The third which is more uncommon to celebrate is Black History month in Canada and the United States. It’s been an official commemoration since 1996 but most wouldn't know that unless they reached way far back into their fuzzy high school memories and remembered that it was asked as part of a pop quiz question alongside with what was the Underground Railway?
The need for a “Black History” month is debated but more often than not it’s just ignored. I know that’s what I've done for many years but this year I wanted to try something different.
The more I look into what makes up Black Canadian identity the more intrigued I am. The presence of Blacks in Canada pre-dates Dominion Day (1867). This then makes it quite possible to meet a non-immigrated Black Canadian much to the astonishment of those that put their faith in pigmentation over history. The reason for this is because many of Nova Scotia’s early settlers were Black Loyalists fighting for the British Monarchy during the American Revolution in exchange for their freedom. Others then came during the War of 1812, the American Civil War, and in waves from other nations in search of greater economic opportunity and the sustaining of personal rights. Due to this sectionalism of arrivals, and diversity of countries within the black community, there never was developed an “African Canadian” identity that you could juxtapose with an African American one.
This then leaves the question as to why is there a “Black” Canadian identity at all? And why has it been used to constitute the making of a Black History month?
This is when things can get personal.
In my readings for school I come across a lot of polemics which is the art of using language to defend or harshly criticize another. This then offends my propriety making me harshly critical of them and in a downward spiral we go. Once in a while though a light-bulb moment will come and finally something I’ve known all along but couldn’t put into words finally clicks. This is what happened to me the other day and hopefully is something I can share with the same clarity that it struck me.

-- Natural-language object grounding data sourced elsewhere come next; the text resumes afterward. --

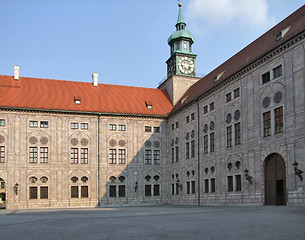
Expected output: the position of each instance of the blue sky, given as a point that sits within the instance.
(126, 41)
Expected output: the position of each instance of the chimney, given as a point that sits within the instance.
(95, 79)
(16, 72)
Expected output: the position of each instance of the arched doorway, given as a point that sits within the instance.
(275, 180)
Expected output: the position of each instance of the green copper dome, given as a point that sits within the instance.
(180, 34)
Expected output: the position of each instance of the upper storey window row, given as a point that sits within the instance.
(277, 72)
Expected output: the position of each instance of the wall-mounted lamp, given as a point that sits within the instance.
(248, 177)
(178, 184)
(16, 188)
(297, 171)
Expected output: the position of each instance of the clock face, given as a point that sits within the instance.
(186, 65)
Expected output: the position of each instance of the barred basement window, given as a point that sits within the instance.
(267, 123)
(156, 156)
(147, 156)
(2, 154)
(74, 191)
(156, 190)
(84, 155)
(43, 192)
(74, 125)
(230, 183)
(112, 156)
(278, 119)
(84, 192)
(147, 190)
(33, 193)
(122, 191)
(237, 182)
(2, 122)
(44, 154)
(122, 156)
(33, 124)
(33, 154)
(74, 155)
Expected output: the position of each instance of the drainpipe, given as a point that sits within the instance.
(98, 160)
(198, 152)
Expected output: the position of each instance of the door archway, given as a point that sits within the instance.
(275, 180)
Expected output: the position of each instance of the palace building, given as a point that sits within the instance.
(234, 137)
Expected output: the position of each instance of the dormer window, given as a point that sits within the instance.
(148, 105)
(77, 100)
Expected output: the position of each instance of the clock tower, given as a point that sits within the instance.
(182, 60)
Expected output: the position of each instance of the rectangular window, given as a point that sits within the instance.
(74, 155)
(147, 156)
(212, 184)
(33, 154)
(33, 124)
(188, 187)
(236, 93)
(205, 144)
(187, 150)
(147, 128)
(229, 136)
(237, 182)
(2, 154)
(122, 192)
(177, 153)
(193, 187)
(278, 119)
(266, 77)
(205, 109)
(33, 193)
(2, 122)
(84, 126)
(277, 72)
(112, 156)
(147, 190)
(212, 142)
(230, 183)
(74, 125)
(237, 133)
(192, 148)
(122, 127)
(122, 156)
(156, 156)
(112, 127)
(212, 107)
(44, 154)
(112, 191)
(192, 116)
(267, 123)
(206, 186)
(156, 190)
(84, 155)
(156, 129)
(44, 124)
(187, 119)
(44, 193)
(84, 193)
(228, 97)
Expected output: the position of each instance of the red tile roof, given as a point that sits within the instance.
(248, 55)
(46, 94)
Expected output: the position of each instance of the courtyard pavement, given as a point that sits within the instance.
(155, 222)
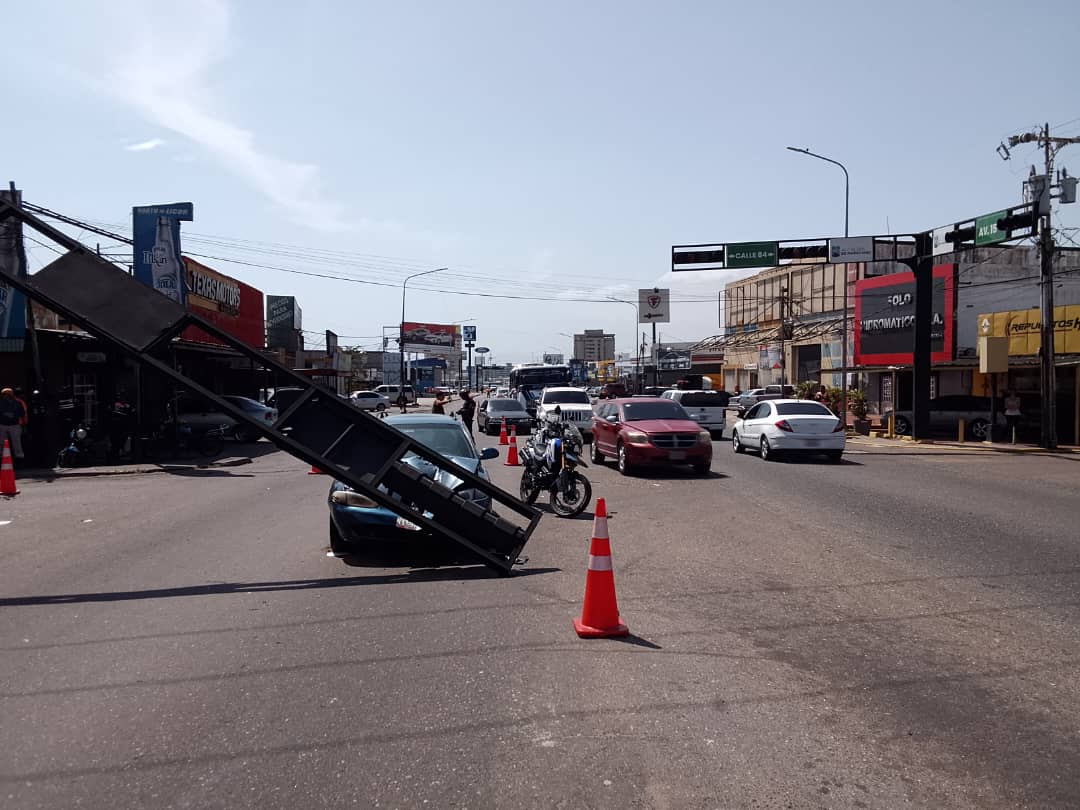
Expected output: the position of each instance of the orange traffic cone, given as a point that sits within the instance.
(512, 453)
(7, 472)
(599, 613)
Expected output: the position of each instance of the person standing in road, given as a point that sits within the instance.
(12, 418)
(468, 409)
(1012, 412)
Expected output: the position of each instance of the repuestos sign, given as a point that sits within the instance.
(885, 318)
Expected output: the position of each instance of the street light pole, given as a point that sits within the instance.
(844, 328)
(401, 336)
(637, 358)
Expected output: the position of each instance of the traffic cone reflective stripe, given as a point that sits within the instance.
(512, 453)
(599, 612)
(8, 472)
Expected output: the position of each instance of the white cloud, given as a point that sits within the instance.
(145, 146)
(163, 73)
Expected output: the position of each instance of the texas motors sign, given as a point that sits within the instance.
(885, 318)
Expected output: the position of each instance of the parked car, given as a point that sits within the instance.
(356, 520)
(946, 413)
(574, 404)
(392, 392)
(257, 409)
(642, 432)
(777, 427)
(490, 414)
(200, 415)
(705, 407)
(369, 401)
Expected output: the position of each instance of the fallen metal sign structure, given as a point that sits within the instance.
(319, 427)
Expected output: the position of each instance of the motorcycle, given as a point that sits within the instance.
(550, 461)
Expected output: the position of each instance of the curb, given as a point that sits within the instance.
(137, 470)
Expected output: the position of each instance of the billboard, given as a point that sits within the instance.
(230, 305)
(432, 338)
(284, 320)
(157, 234)
(885, 318)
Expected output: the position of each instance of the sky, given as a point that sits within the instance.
(548, 154)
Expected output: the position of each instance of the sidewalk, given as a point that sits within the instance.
(86, 472)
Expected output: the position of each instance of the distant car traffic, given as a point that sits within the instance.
(369, 401)
(257, 409)
(645, 432)
(356, 520)
(491, 413)
(946, 413)
(777, 427)
(574, 404)
(709, 408)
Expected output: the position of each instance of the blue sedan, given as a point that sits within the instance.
(355, 518)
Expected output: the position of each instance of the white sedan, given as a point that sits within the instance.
(369, 401)
(777, 427)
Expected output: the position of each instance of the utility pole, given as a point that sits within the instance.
(1041, 191)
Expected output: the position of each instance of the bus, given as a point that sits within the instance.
(531, 378)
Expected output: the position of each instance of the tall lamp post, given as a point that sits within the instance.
(844, 328)
(637, 353)
(401, 335)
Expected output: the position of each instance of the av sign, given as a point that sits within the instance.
(885, 318)
(653, 306)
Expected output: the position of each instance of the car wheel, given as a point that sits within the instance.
(594, 455)
(338, 543)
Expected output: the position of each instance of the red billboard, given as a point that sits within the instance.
(230, 305)
(433, 338)
(885, 318)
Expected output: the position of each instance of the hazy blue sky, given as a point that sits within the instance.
(553, 149)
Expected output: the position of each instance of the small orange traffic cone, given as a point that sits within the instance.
(512, 453)
(599, 613)
(7, 472)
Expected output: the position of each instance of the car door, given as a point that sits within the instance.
(752, 424)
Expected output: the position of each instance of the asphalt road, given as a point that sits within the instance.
(895, 631)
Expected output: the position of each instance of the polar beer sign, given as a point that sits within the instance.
(885, 318)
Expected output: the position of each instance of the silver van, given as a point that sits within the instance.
(704, 407)
(391, 392)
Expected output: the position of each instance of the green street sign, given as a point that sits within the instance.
(752, 254)
(986, 229)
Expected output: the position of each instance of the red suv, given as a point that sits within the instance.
(647, 431)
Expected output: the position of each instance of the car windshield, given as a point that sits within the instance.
(448, 440)
(503, 405)
(566, 397)
(702, 397)
(639, 412)
(801, 408)
(245, 403)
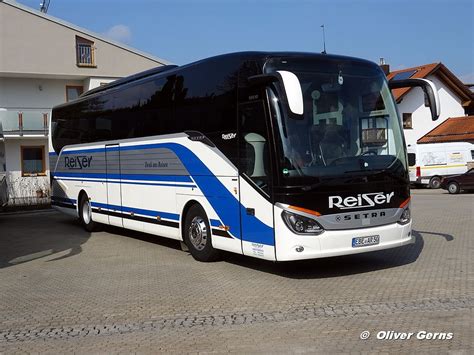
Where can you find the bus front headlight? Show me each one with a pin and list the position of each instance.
(300, 224)
(405, 217)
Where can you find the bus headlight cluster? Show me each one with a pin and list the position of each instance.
(301, 224)
(405, 217)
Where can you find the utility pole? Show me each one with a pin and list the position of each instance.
(324, 40)
(44, 6)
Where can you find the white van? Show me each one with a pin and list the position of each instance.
(430, 162)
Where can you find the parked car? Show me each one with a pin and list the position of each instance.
(456, 183)
(430, 162)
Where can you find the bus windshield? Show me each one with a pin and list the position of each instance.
(350, 125)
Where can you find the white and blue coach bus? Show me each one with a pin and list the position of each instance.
(280, 156)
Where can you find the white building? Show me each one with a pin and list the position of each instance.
(456, 99)
(45, 61)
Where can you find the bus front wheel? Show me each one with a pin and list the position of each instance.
(197, 235)
(85, 213)
(435, 182)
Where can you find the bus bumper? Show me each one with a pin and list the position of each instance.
(290, 246)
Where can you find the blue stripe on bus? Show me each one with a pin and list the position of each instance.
(166, 215)
(215, 192)
(215, 223)
(126, 182)
(140, 177)
(64, 199)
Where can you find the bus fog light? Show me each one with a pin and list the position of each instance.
(301, 224)
(405, 217)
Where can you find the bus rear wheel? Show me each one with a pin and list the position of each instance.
(435, 182)
(85, 213)
(453, 188)
(197, 235)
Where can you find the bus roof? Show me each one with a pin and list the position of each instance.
(260, 57)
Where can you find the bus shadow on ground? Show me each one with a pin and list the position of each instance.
(338, 266)
(314, 268)
(24, 239)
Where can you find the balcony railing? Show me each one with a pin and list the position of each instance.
(3, 190)
(24, 123)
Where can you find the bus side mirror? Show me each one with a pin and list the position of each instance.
(290, 84)
(429, 89)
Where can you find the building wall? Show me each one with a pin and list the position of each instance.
(2, 157)
(33, 94)
(30, 190)
(413, 102)
(45, 47)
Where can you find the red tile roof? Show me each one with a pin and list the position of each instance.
(454, 129)
(443, 74)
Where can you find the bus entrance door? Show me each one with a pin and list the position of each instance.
(255, 181)
(114, 190)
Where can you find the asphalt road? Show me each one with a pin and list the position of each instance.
(64, 290)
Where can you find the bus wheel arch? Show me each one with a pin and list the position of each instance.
(84, 209)
(196, 232)
(435, 182)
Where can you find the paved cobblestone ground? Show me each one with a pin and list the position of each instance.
(64, 290)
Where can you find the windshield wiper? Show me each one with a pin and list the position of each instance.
(377, 171)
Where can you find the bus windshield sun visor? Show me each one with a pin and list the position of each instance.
(429, 89)
(292, 87)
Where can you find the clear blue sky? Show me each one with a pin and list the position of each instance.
(405, 32)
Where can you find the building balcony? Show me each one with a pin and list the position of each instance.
(24, 124)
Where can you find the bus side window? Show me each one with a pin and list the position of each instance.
(254, 144)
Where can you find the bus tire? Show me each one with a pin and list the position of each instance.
(453, 188)
(85, 213)
(197, 235)
(435, 182)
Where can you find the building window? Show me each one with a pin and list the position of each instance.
(73, 92)
(32, 161)
(407, 124)
(84, 52)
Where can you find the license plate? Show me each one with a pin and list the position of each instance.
(365, 241)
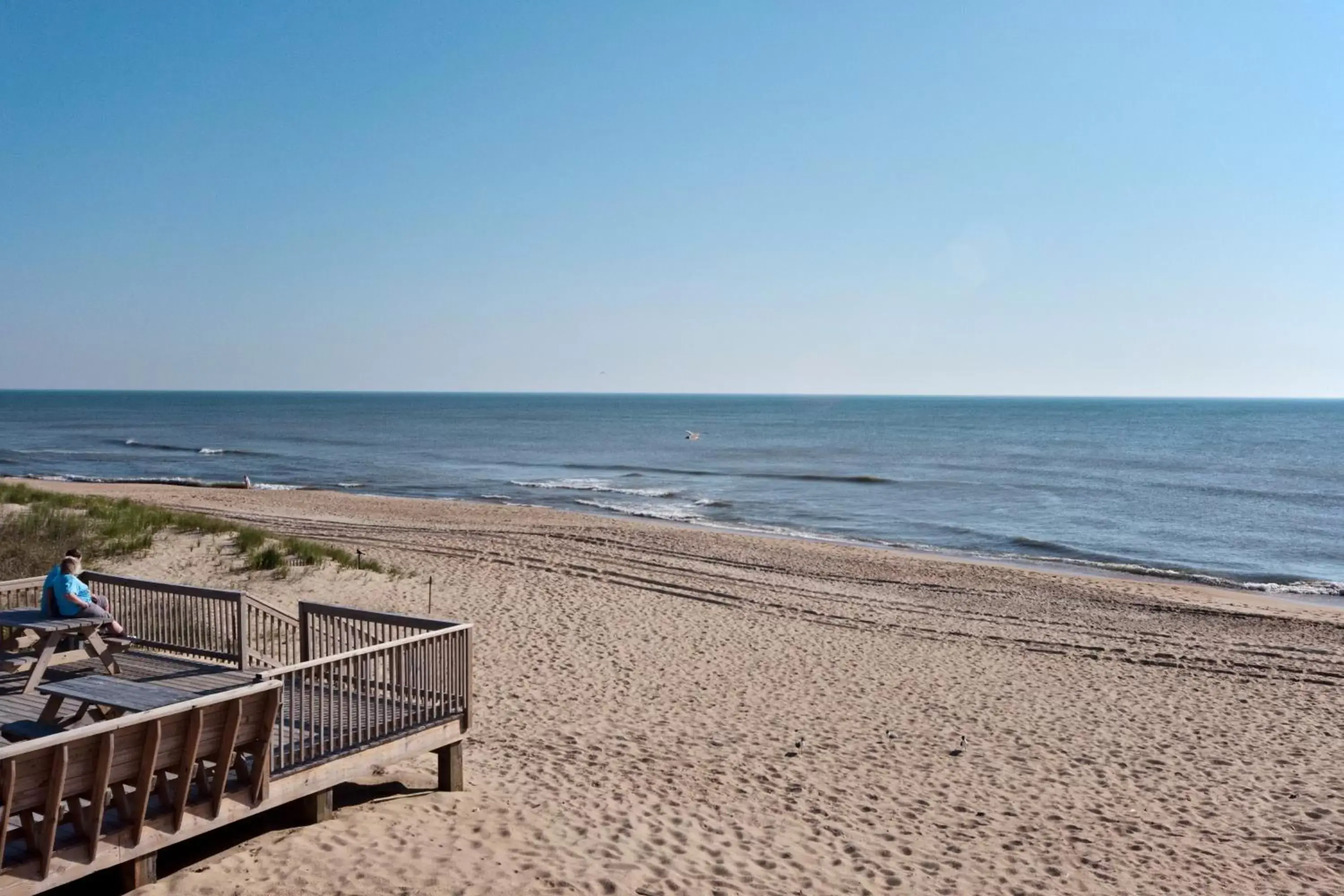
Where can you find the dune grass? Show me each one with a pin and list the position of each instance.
(53, 521)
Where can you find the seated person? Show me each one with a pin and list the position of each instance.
(74, 601)
(49, 587)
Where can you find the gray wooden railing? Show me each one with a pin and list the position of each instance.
(17, 594)
(350, 700)
(272, 634)
(326, 629)
(179, 618)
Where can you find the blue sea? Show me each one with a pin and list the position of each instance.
(1241, 492)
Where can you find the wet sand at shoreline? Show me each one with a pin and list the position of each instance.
(642, 691)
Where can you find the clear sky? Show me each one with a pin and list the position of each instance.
(897, 198)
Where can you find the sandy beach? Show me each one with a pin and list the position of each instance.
(666, 710)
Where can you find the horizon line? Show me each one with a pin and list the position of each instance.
(568, 393)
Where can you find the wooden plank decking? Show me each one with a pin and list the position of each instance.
(343, 691)
(193, 677)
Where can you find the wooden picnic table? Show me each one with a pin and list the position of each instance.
(105, 698)
(49, 633)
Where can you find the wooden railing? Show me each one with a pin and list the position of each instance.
(151, 763)
(272, 634)
(21, 593)
(350, 700)
(326, 629)
(179, 618)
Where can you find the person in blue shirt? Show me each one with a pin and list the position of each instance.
(73, 597)
(49, 587)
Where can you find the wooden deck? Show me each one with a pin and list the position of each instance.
(275, 708)
(193, 677)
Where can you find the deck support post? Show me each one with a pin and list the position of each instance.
(451, 767)
(139, 872)
(315, 809)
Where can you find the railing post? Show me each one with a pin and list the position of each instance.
(304, 653)
(242, 630)
(467, 691)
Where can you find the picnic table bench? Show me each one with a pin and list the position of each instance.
(47, 634)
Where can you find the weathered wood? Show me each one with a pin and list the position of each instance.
(35, 620)
(139, 872)
(99, 793)
(164, 587)
(187, 766)
(242, 632)
(52, 809)
(99, 649)
(261, 750)
(7, 773)
(72, 862)
(148, 757)
(224, 755)
(338, 612)
(451, 767)
(121, 694)
(316, 808)
(45, 653)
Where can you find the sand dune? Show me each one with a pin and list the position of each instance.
(643, 689)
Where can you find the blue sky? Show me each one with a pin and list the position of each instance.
(1080, 199)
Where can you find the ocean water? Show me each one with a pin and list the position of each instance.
(1245, 492)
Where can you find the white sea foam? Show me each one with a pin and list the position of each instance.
(651, 511)
(594, 485)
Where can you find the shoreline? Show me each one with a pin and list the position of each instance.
(1289, 587)
(664, 710)
(1237, 598)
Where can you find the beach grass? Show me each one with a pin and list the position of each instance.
(100, 527)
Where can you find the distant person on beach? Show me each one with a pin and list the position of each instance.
(76, 601)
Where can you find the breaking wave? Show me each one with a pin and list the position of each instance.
(594, 485)
(650, 511)
(183, 449)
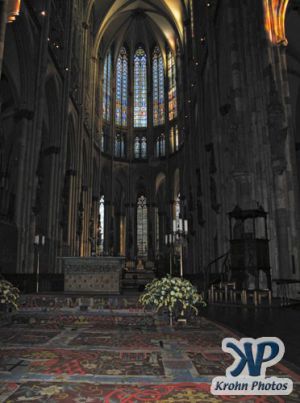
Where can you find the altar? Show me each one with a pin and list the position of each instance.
(93, 274)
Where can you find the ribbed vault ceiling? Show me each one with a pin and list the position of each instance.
(129, 20)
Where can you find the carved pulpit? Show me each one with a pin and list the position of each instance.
(249, 248)
(93, 274)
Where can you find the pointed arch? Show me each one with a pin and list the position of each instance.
(172, 86)
(106, 101)
(158, 87)
(122, 88)
(140, 88)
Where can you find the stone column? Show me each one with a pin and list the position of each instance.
(3, 19)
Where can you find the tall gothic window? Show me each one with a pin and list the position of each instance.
(140, 148)
(107, 87)
(120, 145)
(172, 86)
(192, 18)
(122, 88)
(161, 146)
(158, 88)
(142, 227)
(101, 225)
(140, 88)
(174, 138)
(143, 147)
(177, 210)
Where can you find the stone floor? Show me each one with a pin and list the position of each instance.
(124, 356)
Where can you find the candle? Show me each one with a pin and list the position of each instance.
(180, 225)
(174, 226)
(186, 226)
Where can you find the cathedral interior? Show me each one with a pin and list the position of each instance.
(140, 139)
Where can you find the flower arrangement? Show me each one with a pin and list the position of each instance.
(9, 295)
(174, 293)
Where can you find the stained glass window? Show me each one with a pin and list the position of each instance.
(176, 138)
(137, 147)
(122, 88)
(172, 86)
(158, 88)
(142, 227)
(161, 146)
(120, 145)
(101, 225)
(172, 140)
(107, 87)
(177, 210)
(143, 147)
(140, 147)
(140, 88)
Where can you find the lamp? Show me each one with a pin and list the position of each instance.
(39, 240)
(13, 10)
(177, 237)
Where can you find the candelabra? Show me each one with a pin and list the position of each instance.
(177, 237)
(39, 240)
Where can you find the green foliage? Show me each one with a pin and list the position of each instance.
(9, 294)
(172, 293)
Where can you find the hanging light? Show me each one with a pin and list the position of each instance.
(13, 10)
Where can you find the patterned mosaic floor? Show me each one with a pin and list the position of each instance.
(126, 358)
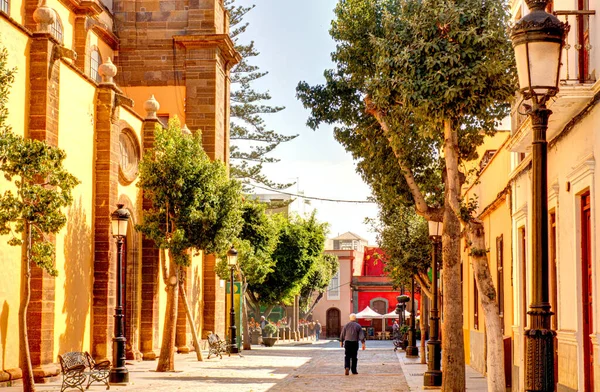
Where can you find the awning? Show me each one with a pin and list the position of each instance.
(368, 313)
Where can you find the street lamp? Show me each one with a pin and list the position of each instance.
(538, 40)
(412, 350)
(433, 375)
(232, 261)
(118, 372)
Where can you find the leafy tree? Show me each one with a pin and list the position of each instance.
(31, 205)
(253, 140)
(300, 247)
(317, 281)
(404, 237)
(194, 205)
(255, 244)
(413, 78)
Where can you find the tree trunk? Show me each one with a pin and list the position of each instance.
(24, 354)
(166, 361)
(453, 354)
(487, 294)
(319, 297)
(186, 305)
(423, 331)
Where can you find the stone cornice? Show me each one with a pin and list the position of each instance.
(221, 41)
(83, 7)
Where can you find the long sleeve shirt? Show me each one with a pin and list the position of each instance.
(352, 332)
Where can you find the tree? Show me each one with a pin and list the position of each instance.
(415, 78)
(31, 208)
(253, 140)
(404, 237)
(255, 245)
(194, 206)
(317, 281)
(300, 247)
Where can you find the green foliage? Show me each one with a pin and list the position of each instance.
(318, 278)
(404, 237)
(255, 243)
(39, 188)
(270, 329)
(419, 62)
(194, 204)
(300, 247)
(253, 142)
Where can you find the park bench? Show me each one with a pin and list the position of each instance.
(216, 346)
(77, 367)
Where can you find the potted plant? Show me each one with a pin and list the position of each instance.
(269, 330)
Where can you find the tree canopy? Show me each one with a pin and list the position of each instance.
(194, 204)
(252, 140)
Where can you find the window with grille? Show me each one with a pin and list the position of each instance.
(333, 291)
(56, 29)
(4, 6)
(95, 61)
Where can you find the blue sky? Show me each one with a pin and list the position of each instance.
(294, 44)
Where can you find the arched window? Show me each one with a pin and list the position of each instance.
(4, 6)
(56, 29)
(95, 61)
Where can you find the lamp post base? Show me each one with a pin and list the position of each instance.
(412, 351)
(432, 378)
(118, 376)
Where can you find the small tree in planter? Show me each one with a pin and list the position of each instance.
(269, 330)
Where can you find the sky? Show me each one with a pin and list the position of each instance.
(294, 44)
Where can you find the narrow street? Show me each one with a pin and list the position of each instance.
(284, 367)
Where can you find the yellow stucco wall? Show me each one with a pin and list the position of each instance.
(10, 257)
(74, 242)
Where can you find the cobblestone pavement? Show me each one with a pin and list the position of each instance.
(284, 367)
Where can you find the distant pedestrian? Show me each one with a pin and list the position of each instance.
(317, 330)
(351, 334)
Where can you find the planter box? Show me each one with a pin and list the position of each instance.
(269, 341)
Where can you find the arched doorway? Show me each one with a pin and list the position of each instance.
(334, 326)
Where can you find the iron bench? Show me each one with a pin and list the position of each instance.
(77, 367)
(216, 346)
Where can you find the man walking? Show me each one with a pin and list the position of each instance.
(317, 330)
(351, 334)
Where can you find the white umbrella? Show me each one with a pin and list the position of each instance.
(393, 314)
(368, 313)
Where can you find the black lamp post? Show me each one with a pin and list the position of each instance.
(433, 375)
(412, 350)
(118, 372)
(538, 40)
(232, 261)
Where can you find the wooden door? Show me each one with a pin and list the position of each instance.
(334, 327)
(586, 286)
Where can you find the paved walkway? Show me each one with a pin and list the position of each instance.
(303, 367)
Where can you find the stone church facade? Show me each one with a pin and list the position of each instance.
(94, 77)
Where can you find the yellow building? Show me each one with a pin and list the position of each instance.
(86, 72)
(491, 190)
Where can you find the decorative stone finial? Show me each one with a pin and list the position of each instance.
(151, 106)
(45, 17)
(107, 71)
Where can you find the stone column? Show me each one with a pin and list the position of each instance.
(43, 125)
(106, 172)
(149, 318)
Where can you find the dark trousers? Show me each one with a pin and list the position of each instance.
(351, 355)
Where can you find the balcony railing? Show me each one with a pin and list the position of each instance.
(576, 61)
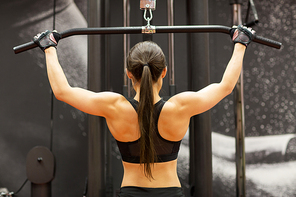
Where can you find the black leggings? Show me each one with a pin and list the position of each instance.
(131, 191)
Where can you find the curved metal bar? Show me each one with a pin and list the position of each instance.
(159, 29)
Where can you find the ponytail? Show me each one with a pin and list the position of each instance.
(146, 122)
(146, 62)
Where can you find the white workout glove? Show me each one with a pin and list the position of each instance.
(242, 34)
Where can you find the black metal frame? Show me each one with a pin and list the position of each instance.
(158, 29)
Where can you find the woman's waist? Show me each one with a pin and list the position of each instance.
(162, 176)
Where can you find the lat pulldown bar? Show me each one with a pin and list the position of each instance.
(158, 29)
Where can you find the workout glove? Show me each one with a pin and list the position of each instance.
(47, 39)
(242, 34)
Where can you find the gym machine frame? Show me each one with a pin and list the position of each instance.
(149, 29)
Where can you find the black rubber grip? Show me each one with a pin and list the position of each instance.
(159, 29)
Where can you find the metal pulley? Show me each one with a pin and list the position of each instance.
(147, 4)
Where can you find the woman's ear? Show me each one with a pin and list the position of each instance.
(163, 74)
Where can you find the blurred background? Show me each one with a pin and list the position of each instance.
(29, 118)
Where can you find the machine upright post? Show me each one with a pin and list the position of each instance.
(239, 116)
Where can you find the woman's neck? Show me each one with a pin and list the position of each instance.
(155, 92)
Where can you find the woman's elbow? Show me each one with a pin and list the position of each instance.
(60, 94)
(228, 88)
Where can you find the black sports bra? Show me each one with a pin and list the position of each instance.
(165, 150)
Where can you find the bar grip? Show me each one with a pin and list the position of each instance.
(24, 47)
(267, 42)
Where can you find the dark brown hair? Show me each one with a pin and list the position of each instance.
(146, 62)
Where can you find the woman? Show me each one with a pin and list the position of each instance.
(147, 137)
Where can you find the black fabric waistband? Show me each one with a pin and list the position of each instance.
(132, 191)
(160, 158)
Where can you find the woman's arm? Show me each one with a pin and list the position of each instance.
(193, 103)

To start I want to bring to the forefront the term “Recognition” which can be defined as the acknowledgment of something's existence, validity, or legality. When we’re recognized for something it can be seen as a testament of our worth. Some yearn for this validation so much that they sell themselves and in the process depreciate the value they already held. But knowing worth comes from within is only useful in as much as it has been planted there.
Aboriginal peoples of Canada along with Québécois are important pieces but not the entire whole. As we look to the past take a moment to research how Black Canadians have been a part of the creation and sustaining of this country. It might surprise you and most of all it might lead you to change your perception of what it means to be Black within Canada.
1. Charles Taylor, Multiculturalism and “The Politics of Recognition,” Princeton: Princeton University Press, 1992, p.25.
2. Iris Marion Young, Justice and the Politics of Difference, Princeton: Princeton University Press, 2011, Chapter 1.